Ishrub hats off to you. You earned my respect. Anybody with that type of medical problems and still rides is a better man than me. I really mean that.
Luckily that condition is not really a problem and does not affect me in any other way. The advantage is I am unlikely to live as a veggie or quad in either old age or after a fall. Without the drug I have a 80-100 x greater chance of having a thrombosis than the next person and my homozygous dual copy version occurs in 1:2000 Caucasians. Funnily I found out only 7 years ago at 48 that I have only had one very large kidney from birth when the nurse doing an ultrasound scan couldn't find the LHS one and later confirmed a monstrous RHS version. That surprisingly occurs in 1:750 people. Then I found last year after having acute anterior uveitis in one eye that temporarily lost vision that I also have another gene snafu HLA B27 that can cause a whole range of auto-immune issues including Ankylosing Spondylitis (AS) found in 1:1500 Caucasians. I am booked in to see a rheumatologist to confirm AS.

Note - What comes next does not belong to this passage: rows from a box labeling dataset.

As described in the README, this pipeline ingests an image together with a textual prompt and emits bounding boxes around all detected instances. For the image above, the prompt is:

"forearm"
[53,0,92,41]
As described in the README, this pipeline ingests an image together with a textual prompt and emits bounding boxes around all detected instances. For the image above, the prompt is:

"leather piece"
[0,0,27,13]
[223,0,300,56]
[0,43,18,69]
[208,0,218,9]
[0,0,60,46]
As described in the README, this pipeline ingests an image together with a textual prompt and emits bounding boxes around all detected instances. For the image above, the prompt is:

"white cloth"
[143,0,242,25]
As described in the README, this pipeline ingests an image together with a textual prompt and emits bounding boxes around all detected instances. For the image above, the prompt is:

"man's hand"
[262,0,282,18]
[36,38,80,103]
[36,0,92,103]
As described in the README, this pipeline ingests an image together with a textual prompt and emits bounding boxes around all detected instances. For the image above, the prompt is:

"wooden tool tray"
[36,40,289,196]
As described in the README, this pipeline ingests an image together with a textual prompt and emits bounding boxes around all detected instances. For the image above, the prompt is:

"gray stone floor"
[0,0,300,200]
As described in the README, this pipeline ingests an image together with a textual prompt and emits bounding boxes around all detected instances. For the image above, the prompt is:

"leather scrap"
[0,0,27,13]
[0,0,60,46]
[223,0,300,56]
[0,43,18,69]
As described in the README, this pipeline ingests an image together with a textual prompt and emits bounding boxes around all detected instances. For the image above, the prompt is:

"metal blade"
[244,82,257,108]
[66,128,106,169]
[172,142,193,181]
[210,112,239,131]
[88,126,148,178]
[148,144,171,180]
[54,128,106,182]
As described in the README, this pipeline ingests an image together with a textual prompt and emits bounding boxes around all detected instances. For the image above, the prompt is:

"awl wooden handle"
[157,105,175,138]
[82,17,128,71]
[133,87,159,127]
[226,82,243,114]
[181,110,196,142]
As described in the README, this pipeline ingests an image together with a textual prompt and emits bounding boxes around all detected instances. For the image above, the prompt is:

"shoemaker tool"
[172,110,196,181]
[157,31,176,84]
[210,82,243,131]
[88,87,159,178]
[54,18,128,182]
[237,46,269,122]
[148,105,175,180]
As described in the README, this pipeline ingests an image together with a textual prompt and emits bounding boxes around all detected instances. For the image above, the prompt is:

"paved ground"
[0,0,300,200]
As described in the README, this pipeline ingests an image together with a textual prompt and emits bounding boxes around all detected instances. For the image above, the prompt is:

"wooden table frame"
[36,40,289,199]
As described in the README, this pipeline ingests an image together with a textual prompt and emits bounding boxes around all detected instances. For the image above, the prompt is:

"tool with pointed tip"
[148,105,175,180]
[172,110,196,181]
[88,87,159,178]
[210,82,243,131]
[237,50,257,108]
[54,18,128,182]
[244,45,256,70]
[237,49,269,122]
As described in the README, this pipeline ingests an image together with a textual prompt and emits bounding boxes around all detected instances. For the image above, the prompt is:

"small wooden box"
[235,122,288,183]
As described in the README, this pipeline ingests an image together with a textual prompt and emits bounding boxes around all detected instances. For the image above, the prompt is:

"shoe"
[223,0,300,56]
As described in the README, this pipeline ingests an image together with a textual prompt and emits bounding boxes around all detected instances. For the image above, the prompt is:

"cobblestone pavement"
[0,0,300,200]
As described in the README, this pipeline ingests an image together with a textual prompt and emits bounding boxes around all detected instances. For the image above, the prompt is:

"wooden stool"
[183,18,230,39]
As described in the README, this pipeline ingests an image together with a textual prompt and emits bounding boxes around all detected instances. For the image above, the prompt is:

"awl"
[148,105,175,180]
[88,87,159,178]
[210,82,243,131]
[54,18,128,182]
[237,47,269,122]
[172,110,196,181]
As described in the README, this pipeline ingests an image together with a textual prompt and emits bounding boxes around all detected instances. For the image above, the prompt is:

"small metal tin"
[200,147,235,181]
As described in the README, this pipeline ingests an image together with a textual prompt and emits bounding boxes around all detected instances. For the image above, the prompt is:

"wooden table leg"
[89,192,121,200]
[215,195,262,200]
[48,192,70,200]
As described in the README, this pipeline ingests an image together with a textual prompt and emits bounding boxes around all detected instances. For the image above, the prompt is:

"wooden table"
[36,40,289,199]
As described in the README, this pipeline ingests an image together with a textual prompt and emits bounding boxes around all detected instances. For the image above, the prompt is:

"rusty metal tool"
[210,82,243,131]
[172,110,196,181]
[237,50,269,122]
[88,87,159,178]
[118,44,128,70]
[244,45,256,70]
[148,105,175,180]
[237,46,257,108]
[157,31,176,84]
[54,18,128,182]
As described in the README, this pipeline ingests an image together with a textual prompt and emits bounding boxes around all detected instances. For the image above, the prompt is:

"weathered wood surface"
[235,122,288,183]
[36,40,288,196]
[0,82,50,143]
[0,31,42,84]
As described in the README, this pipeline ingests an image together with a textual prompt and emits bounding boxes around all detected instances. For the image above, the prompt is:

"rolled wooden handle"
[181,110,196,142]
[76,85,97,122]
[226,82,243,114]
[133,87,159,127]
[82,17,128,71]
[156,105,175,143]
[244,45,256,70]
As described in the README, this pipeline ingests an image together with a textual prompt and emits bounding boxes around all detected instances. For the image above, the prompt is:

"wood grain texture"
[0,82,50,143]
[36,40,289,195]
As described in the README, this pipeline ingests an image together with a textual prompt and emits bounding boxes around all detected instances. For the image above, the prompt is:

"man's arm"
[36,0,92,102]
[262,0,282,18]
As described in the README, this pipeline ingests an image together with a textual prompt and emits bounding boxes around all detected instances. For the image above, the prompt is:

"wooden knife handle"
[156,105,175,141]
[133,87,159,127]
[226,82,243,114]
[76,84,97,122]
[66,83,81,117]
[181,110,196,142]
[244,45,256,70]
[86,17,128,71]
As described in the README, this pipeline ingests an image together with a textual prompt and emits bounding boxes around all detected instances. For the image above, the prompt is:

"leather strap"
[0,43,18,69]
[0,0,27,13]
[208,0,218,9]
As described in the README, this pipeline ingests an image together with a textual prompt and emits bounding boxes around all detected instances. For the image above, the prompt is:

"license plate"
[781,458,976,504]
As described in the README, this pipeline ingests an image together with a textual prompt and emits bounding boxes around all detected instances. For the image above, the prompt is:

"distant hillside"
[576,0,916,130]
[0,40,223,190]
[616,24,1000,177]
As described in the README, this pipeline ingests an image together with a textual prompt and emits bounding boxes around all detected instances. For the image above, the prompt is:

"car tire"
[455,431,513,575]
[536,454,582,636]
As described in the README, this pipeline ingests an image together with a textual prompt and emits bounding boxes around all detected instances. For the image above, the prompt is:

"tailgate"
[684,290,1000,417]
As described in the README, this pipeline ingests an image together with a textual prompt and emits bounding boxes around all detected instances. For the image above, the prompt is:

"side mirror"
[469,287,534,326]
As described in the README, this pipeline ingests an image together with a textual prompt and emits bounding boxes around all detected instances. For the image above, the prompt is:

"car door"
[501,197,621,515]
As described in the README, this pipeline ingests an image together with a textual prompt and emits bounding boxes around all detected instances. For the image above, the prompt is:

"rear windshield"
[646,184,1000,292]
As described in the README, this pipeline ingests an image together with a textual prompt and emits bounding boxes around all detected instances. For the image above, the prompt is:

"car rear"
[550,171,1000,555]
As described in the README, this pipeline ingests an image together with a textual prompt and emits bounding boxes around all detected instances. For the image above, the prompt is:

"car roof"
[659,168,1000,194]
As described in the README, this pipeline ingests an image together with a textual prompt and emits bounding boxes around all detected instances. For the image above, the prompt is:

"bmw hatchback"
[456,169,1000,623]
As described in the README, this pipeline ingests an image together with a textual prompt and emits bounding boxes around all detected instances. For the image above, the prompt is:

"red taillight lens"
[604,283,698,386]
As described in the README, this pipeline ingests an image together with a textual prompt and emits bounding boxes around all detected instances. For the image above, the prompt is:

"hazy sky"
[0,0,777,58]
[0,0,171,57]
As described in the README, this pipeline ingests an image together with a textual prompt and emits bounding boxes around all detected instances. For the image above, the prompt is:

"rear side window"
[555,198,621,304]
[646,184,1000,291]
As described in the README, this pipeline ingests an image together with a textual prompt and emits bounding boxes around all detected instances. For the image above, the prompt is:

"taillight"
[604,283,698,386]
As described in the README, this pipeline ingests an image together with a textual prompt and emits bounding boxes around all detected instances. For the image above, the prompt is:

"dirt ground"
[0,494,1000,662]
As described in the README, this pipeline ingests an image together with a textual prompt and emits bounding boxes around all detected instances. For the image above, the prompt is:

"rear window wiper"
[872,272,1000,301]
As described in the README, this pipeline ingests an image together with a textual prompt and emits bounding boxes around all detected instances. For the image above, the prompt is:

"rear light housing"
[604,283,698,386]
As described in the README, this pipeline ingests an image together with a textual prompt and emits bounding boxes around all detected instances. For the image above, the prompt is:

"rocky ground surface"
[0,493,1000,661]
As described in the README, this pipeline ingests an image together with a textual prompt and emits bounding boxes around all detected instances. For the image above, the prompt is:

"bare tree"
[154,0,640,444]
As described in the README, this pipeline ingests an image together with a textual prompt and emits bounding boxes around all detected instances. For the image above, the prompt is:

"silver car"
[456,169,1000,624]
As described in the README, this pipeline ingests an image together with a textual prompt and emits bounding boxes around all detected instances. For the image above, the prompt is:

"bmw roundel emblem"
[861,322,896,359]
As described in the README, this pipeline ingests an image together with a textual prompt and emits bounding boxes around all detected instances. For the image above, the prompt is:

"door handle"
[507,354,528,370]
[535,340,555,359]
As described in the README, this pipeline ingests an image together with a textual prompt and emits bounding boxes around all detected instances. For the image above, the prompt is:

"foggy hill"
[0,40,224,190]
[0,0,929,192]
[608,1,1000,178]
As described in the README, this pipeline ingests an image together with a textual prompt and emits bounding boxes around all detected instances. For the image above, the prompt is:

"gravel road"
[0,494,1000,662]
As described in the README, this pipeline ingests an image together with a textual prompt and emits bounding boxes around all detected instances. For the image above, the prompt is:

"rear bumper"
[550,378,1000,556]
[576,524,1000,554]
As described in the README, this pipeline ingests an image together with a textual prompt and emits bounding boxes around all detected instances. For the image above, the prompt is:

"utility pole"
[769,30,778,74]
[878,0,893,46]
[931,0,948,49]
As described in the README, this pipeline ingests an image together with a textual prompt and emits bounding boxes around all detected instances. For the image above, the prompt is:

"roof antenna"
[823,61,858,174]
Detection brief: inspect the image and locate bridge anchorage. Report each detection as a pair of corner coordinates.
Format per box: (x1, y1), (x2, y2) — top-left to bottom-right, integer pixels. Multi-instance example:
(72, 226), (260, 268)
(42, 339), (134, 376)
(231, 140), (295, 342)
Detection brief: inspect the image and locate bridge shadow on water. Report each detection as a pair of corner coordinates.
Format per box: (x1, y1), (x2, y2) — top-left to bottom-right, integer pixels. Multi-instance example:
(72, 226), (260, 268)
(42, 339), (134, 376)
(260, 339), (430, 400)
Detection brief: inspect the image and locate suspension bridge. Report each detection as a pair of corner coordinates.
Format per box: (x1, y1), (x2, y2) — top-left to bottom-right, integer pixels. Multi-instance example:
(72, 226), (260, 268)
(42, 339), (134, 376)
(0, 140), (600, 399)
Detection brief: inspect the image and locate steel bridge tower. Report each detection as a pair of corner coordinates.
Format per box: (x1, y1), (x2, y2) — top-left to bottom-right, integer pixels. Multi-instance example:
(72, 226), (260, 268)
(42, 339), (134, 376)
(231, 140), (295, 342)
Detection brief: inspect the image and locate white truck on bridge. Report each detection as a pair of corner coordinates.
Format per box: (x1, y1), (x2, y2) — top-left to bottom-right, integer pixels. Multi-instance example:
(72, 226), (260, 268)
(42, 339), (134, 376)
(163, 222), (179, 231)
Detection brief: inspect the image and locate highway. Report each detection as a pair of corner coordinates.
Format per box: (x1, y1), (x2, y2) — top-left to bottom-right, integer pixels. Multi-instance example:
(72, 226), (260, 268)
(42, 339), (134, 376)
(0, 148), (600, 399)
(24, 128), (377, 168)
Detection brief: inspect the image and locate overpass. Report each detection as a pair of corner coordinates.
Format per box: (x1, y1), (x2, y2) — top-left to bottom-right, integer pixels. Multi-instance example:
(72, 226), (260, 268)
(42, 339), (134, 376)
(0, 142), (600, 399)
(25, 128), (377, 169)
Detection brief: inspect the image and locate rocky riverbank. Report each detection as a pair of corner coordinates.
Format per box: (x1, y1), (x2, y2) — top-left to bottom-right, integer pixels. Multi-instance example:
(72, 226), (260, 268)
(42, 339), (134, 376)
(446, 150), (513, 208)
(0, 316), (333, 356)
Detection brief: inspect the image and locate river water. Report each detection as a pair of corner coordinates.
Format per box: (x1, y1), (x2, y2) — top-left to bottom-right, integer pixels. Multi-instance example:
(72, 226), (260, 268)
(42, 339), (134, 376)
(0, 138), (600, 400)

Statistically I am therefore possibly a 1:2.5 billion rarity without even counting my other quirks, peccadilloes and foibles.
I'm blaming the
Neanderthals and my pissy week Cornish ancestors who got flogged and bred with conquering Vikings who had inherited some of their genes from far earlier generations of
Homo Sapiens' cross species interbreeding with
Neanderthals leaving about 2-4% of their genes now found in most Caucasian individuals and up to 30% of their total DNA now discovered scattered throughout the Caucasian population (which could help explain Uncle Jack's proclivities
but strangely not 'white fellas' inflated opinions of ourselves over the years). But I am probably being harsh on the Cornish as they probably already shared the
Neanderthal genes by then as they came from the same population as the Vikings ancestors before Britain became an island.
My 86yr old Mum on the other hand blames it all on her having severe kidney failure from Dengue fever during her pregnancy in Papua New Guinea when she was advised I may never see the light of day. I like my version better though.
Just as well we have public access to medical and hospital service here in Australia (- heh
@cr0ft), a 1970's remnant reminder of a great socialist utopian ex Prime Minister Gough Whitlam, an alumnus of mine who I can proudly say was expelled in the 1930's about 40 years before my time. I've worn a neck tie only a few times in my life and certainly never a school one since leaving.